Sunday, June 8, 2008

I: Design of a Good City - Introduction

As we discuss the issues of Architecture and Urbanism in African cities, we must begin to talk about how to make things better. Most African cities are already set up to become self-sustaining places, and the missing pieces are good planning, a sound infrastructure, and designing permanent structures.

The basic problem which exists in a majority of African cities is the feeling of overcrowded chaos which can be attributed to two issues; (1) a lack of multiple centers and (2) a lack of proper planning. Typical images of African cities show crowded open markets, gridlocked streets where people on foot move faster than cars, temporary structures for commerce (and sometimes as a residence), and a basic lack of order to the urban landscape.

In large part, there are no established mixed-use building types in these cities which leads to a separation of uses and creates different areas of commerce, residential, entertainment, etc. The result is a dependency on the automobile when there aren’t enough roads to sustain the growing development, and the existing roads are in poor conditions. As conditions worsen, certain enlightened entrepreneurs have been able to grasp the notion of starting businesses away from the designated commercial areas by putting up temporary sheds along highways to sell their produce. Some even use parts of their homes as stores. So we begin to see that the natural instinct of living in a self-sustaining community can still rise amidst all the chaos. All that is needed to enhance the infrastructure is a sound masterplan and a development of new building types to sustain the quality of life that the citizens of the cities are seeking.
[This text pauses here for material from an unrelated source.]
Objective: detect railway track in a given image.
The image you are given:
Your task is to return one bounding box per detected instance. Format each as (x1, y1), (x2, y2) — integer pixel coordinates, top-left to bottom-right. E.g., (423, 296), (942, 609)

So what constitutes the design of a good city? After years of studying existing traditional cities, the common thread appears to be the ability for a person to live a self-sustaining life within a 15 minute (or ½ mile) walking radius. Giving thought to all the different activities the typical person experiences on any given day, creating categories for these activities and designing them into the fabric of the neighborhood, grouping these neighborhoods together to form a good town, and all these self-sustaining towns together create a good city.

Prof. Westfall at the University of Notre Dame has defined six (6) basic architectural typologies which I believe to be the building blocks for designing a good city. 1. Tholos – for venerating 2. Temple – for celebrating 3. Dwelling 4. Regia – for governing 5. Theater – for imagining 6. Taberna – for mercantile activities.

Within these “Westfallian” typologies, one can pray, eat, study, shop, work, play, and sleep, essential components experienced on a daily basis by almost everyone. Neighborhoods designed in this fashion can make citizens less dependable on the automobile. This does not however make automobiles obsolete. There will always be something needed which can not be found in one’s neighborhood and require a drive, and there’s always the need to drive to amenities which can not be designed into every town, such as a golf course or beach.

The thoughtful arranging of these building typologies into a system of streets and blocks form a well designed neighborhood. A group of well designed neighborhoods form a town. A group of well designed towns form a city. A simple ideal, and easily achieved if there is a plan to follow. In my humble opinion, the infrastructure already exists to make neighborhoods such as I have described a reality in most African cities. The question is, are we willing to take on the responsibility of re-defining the way we live.